Pourquoi se voiler les yeux à ce moment là ?
Ben à quoi cela sert-il dans le cadre de cette conversation qui est de déterminer ce qui est propre à l´homme et donc ce qui le différencie des autres espèces de savoir que certains hommes, de part leur éducation, leur condition de vie, etc etc ont une raison plus pointue que les autres ?
Peut-être dans le cadre de ce sujet, ça n´a pas d´intérêt.
Mais tu sais parfaitement que la philosophie n´est pas une suite de questions sans rapport les unes avec les autres.
Si les philosophes abandonnent ou rejettent les idées anciennes (qui peuvent être pertinentes, comme l´est la réflexion de Carnavale), c´est parce qu´elles s´inscrivent dans le cadre de systèmes cohérents de pensée, et que ces philosophes veulent les remplacer par de nouveaux systèmes cohérents de pensée.
La théorie du logos des anciens était cohérente par rapport à leur vision des choses, par rapport à leur système de pensée, mais je tente de pointer le doigt sur le fait qu´elle pourrait ne plus être cohérente avec notre vision du monde.
Car si ce critère était si parfait, pourquoi certains ont-ils tenté de s´en détacher ?
De même, on pourrait relever que l´Homme est le seul Sujet.
Mais alors, si c´est le seul sujet, alors tous les autres (animaux y compris) ne peuvent être qu´objets.
Et un objet a t´il des droits ?
Non.
Ce sont des raisonnements logiques qui justifient qu´il n´y a pas si longtemps, on pouvait disposer de son animal comme on l´entendait (et le tuer, éventuellemnt).
Remarques qu´il y a quelques temps, on pouvait aussi disposer de son esclave comme on voulait...D´accord, certains hommes sont plus raisonnés que d´autres, n´empêche qu´ils ont tous une "raison" et ce à degré différent, certe mais présente alors que les animaux n´en ont pas.

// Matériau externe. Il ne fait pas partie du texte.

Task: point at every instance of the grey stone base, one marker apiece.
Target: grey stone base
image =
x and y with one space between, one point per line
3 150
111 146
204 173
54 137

Oui, c´est pour ça que la pensée des philosophes des Lumières (et de l´église catholique), en se fondant sur la liberté et non plus sur la nature, était révolutionnaire, car la liberté qui faisait de l´Homme un Homme présupposait l´égalité entre eux (tout le monde est également doté de cette liberté de choix, contrairement à la raison qui est répartie de façon inégalitaire), et donc contenait en soi l´interdiction de l´esclavage (et de la différenciation entre les races, les sexes, etc...).
Si l´on retient la notion de "raison" telle que la définit Carnavale (raison, fruit d´un langage articulé comprenant des concepts abstraits, lui même fruit d´une culture et d´une éducation), effectivement ils n´en ont pas.
Si on ne la retient pas et que l´on préfère la notion d´intelligence, alors ils en ont certainement.
D´ailleurs, on peut prendre l´exemple de Victor, l´enfant loup, pour en être convaincu.
Victor, avant son éducation n´a pas de raison, mais par contre que ça soit avant ou après son éducation, il a la même intelligence (faculté de connaître et de comprendre).